Variegated leaf material

Clear Nail polish

 

 

 

Procedure:

 

 

  1. Prepare 300 ml of bicarbonate solution for each trial.
    1. The bicarbonate serves as an alternate dissolved source of carbon dioxide for photosynthesis. Prepare a 0.2% solution. (This is not very much—it’s about 1/8 of a teaspoon of baking soda in 300 ml of water.) Too much bicarbonate will cause small bubbles (CO2)to form on the surface of the leaf which will make it difficult to sink the leaf disk.
    2. Add 1 drop of dilute liquid soap to this solution. The soap wets the hydrophobic surface of the leaf allowing the solution to be drawn into the leaf. It’s difficult to quantify this since liquid soaps vary in concentration. Avoid suds. If your solution generates suds then dilute it with more bicarbonate solution.

 

  1. Cut 10 or more uniform leaf disks for each trial

    1. Single hole punches work well for this but stout plastic straws will work as well
    2. Choice of the leaf material is perhaps the most critical aspect of this procedure. The leaf surface should be smooth and not too thick. Avoid plants with hairy leaves. Ivy, fresh spinach, Wisconsin Fast Plant cotyledons—all work well. Ivy seems to provide very consistent results. Any number of plants work. My classes have found that in the spring, Pokeweed may be the best choice.
    3. Avoid major veins.

 

  1. Infiltrate the leaf disks with sodium bicarbonate solution.
    1. Remove the piston or plunger and place the leaf disks into the syringe barrel. Replace the plunger being careful not to crush the leaf disks. Push on the plunger until only a small volume of air and leaf disk remain in the barrel (< 10%).

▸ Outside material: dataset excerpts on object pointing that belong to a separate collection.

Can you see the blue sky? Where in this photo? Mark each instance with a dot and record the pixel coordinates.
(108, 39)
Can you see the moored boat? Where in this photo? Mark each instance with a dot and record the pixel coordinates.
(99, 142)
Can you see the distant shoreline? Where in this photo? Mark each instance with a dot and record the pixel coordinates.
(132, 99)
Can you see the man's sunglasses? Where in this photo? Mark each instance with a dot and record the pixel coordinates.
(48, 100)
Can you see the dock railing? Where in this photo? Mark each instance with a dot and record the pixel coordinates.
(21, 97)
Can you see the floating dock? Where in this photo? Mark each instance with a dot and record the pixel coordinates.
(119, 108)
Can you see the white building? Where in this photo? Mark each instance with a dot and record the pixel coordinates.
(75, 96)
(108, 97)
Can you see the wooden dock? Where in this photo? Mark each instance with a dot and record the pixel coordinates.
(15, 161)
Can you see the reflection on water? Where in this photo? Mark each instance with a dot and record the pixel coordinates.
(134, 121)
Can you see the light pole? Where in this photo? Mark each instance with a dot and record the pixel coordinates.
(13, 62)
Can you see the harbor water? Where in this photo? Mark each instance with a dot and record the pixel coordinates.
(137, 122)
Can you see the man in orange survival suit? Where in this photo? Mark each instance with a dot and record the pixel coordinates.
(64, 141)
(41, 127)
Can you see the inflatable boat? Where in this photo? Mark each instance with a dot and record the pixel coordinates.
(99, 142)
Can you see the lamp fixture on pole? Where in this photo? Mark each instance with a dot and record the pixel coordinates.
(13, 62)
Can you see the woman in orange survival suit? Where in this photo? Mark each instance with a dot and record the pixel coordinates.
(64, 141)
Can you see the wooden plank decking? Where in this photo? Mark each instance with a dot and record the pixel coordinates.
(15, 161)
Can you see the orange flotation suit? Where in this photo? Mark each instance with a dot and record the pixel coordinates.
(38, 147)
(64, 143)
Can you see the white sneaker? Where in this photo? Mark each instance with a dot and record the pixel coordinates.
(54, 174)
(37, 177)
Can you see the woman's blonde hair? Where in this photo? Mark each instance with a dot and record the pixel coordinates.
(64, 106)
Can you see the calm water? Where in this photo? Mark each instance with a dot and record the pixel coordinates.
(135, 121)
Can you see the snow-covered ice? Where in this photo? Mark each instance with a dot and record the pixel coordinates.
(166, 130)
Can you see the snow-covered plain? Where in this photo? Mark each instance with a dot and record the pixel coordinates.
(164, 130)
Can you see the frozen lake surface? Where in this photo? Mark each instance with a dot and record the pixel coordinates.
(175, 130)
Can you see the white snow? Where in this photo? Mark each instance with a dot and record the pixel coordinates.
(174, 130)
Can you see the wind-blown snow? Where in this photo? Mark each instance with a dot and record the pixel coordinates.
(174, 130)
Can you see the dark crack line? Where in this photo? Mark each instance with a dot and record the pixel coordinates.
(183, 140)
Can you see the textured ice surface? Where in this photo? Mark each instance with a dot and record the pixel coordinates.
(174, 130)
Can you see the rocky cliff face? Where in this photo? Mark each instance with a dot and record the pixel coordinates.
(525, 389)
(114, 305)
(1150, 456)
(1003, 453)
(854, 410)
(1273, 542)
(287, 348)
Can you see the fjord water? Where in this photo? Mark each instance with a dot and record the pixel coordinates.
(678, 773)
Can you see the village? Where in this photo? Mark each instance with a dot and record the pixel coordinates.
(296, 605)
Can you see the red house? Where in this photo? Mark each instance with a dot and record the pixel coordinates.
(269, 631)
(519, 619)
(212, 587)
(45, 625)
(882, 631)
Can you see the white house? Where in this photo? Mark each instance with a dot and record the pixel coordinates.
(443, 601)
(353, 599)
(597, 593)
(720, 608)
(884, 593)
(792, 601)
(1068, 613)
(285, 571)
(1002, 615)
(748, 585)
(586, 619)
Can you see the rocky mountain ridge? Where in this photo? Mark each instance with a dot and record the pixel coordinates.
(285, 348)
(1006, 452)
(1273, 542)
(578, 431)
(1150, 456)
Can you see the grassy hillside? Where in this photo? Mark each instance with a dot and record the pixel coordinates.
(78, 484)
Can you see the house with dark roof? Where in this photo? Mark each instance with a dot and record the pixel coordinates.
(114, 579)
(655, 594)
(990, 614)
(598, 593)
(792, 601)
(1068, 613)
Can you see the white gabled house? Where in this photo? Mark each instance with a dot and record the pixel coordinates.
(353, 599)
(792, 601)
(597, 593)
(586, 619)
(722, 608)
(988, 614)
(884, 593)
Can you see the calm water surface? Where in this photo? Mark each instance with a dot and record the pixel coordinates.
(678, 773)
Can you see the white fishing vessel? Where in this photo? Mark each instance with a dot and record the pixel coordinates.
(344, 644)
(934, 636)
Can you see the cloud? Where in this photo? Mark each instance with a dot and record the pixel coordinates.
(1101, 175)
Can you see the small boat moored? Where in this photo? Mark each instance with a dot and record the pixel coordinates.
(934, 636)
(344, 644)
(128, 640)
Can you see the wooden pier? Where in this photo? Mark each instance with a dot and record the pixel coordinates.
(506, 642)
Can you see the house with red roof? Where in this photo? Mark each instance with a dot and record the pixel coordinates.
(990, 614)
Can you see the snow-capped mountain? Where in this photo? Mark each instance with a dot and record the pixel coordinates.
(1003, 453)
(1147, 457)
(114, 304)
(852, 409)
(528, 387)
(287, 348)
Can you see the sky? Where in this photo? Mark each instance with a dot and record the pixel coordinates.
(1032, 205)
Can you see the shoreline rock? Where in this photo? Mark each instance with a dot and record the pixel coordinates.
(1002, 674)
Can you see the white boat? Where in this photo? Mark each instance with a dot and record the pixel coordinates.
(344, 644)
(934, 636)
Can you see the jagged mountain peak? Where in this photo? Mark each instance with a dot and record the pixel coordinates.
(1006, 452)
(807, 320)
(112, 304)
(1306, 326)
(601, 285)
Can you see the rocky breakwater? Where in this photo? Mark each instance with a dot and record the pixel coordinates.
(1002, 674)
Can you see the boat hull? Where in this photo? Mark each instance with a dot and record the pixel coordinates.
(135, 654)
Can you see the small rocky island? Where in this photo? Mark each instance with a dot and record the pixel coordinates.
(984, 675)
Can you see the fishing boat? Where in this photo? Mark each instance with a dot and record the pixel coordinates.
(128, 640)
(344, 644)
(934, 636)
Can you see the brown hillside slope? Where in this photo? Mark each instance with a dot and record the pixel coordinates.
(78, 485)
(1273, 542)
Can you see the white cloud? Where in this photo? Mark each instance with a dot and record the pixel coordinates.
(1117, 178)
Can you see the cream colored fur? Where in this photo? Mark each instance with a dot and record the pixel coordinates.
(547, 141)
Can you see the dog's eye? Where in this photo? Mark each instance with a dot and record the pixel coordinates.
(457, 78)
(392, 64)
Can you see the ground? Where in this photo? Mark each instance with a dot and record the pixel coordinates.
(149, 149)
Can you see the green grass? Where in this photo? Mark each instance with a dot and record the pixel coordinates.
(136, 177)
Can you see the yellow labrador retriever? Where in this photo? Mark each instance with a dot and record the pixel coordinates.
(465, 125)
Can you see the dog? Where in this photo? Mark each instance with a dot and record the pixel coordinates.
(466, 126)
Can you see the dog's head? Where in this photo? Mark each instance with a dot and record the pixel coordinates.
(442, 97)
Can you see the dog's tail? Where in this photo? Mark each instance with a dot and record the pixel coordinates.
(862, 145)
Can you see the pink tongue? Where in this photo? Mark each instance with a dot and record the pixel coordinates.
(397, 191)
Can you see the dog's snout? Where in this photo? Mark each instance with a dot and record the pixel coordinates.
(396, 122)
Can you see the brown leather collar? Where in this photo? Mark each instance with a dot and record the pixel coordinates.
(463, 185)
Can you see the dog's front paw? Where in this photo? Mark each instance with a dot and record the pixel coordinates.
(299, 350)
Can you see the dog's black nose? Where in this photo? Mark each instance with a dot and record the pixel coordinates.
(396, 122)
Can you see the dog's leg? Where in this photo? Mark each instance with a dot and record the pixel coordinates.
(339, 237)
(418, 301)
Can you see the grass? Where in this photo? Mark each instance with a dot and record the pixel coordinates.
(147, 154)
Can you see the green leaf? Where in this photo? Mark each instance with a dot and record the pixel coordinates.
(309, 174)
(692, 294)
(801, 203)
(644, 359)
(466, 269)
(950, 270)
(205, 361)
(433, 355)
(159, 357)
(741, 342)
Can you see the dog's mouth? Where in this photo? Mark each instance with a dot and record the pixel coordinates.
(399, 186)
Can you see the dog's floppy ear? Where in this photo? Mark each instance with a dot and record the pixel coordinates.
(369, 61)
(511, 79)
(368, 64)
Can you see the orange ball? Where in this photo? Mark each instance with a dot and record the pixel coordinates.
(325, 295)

    1. Pull a small volume of sodium bicarbonate solution into the syringe. Tap the syringe to suspend the leaf disks in the solution.

 

    1. Holding a finger over the syringe-opening, draw back on the plunger to create a vacuum. Hold this vacuum for about 10 seconds. While holding the vacuum, swirl the leaf disks to suspend them in the solution. Let off the vacuum. The bicarbonate solution will infiltrate the air spaces in the leaf causing the disks to sink. You will probably have to repeat this procedure several times in order to get the disks to sink. You may have difficulty getting the disks to sink even after applying a vacuum three or four times. Generally, this is usually an indication that you need more soap in the bicarbonate solution. Some leaf surfaces are more water repellent than others are. Adding a bit more soap usually solves the problem.

 

  1. Pour the disks and solution into a clear plastic cup. Add bicarbonate solution to a depth of about 3 centimeters. Use the same depth for each trial. Shallower depths work just as well.

    1. This experimental setup includes a control. The leaf disks in the cup on the right were infiltrated with a water solution with a drop of soap—no bicarbonate.

 

  1. Place under the light source and start the timer. At the end of each minute, record the number of floating disks. Then swirl the disks to dislodge any that are stuck against the sides of the cups. Continue until all of the disks are floating.

    1. The control is on the left in each image. In the experimental treatment, on the right, leaf disks are rising and floating on the surface.

 

  1. Sample results:

 

Time (minutes) Disk Floating
1 0
2 0
3 0
4 0
5 0
6 0
7 1
8 1
9 1
10 1
11 4
12 7
13 8
14 10

 

  1. The point at which 50% of the leaf disks are floating is the point of reference for this procedure. By interpolating from the graph, the 50% floating point is about 11.5 minutes. Using the 50% point provides a greater degree of reliability and repeatability for this procedure.